The importance of a multi-layered security policy that incorporates tools and equipment from a variety of manufacturers is best practice according to most security experts, and it makes sense. The more complex your defences are, the more barriers hackers need to break through in order to breach your systems. However a recent survey by Checkpoint shows that 42% of the 560 UK IT and infosecurity professionals stated that security complexity had itself become a significant security risk. Tom Davidson, UK Technical Director of Checkpoint, explained.
‘Even though organizations are concerned about securing their networks, and are deploying more products to deal with a growing range of threats, external attacks and internal incidents continue to increase. The complexity of networks, applications and security products is making it harder for IT teams to manage their security estates, which is leading to vulnerabilities not being addressed, and employees inadvertently causing breaches.’
So are organisations lacking the level of understanding or the work force capacity needed to be able to address every vulnerability found? Is the skills shortage of information security expertise the problem? Some tools and/or software can take hours to install and integrate and cause network issues of their own, furthermore security software just like any other can be susceptible to vulnerabilities and by attaching them to your network can create new holes. Therefore naturally as more tools are used more information security experts are needed to manage the results.

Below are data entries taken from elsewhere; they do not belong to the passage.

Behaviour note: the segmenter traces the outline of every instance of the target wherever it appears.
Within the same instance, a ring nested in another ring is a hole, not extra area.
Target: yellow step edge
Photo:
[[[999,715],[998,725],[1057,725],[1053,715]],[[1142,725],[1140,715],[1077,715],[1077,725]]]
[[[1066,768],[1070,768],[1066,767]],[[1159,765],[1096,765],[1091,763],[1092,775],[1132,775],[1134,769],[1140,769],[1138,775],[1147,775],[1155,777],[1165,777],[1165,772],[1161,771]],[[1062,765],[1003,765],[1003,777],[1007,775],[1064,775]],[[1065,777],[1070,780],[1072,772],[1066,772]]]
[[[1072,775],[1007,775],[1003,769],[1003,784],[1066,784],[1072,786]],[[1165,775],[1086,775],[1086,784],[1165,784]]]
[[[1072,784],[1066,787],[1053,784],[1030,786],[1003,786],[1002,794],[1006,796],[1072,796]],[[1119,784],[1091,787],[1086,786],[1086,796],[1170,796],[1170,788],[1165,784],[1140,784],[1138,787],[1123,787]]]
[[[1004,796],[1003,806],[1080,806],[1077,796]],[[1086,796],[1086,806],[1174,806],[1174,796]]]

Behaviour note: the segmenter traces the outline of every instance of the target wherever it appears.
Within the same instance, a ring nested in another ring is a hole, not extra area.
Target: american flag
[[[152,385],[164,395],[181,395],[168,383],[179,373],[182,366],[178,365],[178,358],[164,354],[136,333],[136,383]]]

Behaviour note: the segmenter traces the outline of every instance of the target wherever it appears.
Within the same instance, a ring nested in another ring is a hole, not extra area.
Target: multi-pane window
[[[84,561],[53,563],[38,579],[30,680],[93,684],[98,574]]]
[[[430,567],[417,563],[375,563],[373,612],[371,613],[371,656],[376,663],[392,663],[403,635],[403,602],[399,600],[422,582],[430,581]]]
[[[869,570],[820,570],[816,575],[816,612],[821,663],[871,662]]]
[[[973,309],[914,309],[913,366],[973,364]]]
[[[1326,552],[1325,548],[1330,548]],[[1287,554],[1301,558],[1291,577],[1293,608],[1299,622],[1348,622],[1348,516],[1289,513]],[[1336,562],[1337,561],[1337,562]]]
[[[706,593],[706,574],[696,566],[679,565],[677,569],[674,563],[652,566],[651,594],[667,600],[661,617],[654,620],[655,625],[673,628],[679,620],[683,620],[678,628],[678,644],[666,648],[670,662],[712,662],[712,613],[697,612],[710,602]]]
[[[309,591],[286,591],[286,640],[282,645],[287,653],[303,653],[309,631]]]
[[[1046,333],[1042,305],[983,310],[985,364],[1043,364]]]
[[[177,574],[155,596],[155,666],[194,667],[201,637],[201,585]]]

Furthermore the top 2 measured aimed at reducing risk of internal breaches from this report are setting up employee awareness programs and setting up clearly defined security policies for staff regarding data handling, however these are subjective terms. It is not enough to set up the policy and enforce it, the employees need to understand fully the implications of their actions on the business. Other measures include locking down USB ports on PCs and restricting employee’s use of social media and instant messaging. However the fact is that tech savvy employees can find ways around locking down of USB and employees can cause information security issues using social media sites outside the office just as easily if they don’t understand the implications of their actions.
More tools, more training and more information security staff all cost money. Therefore before investing in these, organisations should complete a comprehensive risk assessment that includes input from board level executives which 'should identify their critical network assets and data, and then enforce multi-layered threat prevention’ to these areas. What this survey shows however is that organisations must also make sure that they have enough expertise and resources to manage and assess this multi-layered prevention, otherwise it can be more of a hindrance than a help. At the most basic level your information security defenses should always be proportionate to the level of risk, however with more operations moving online, for most there is an increasing amount to lose.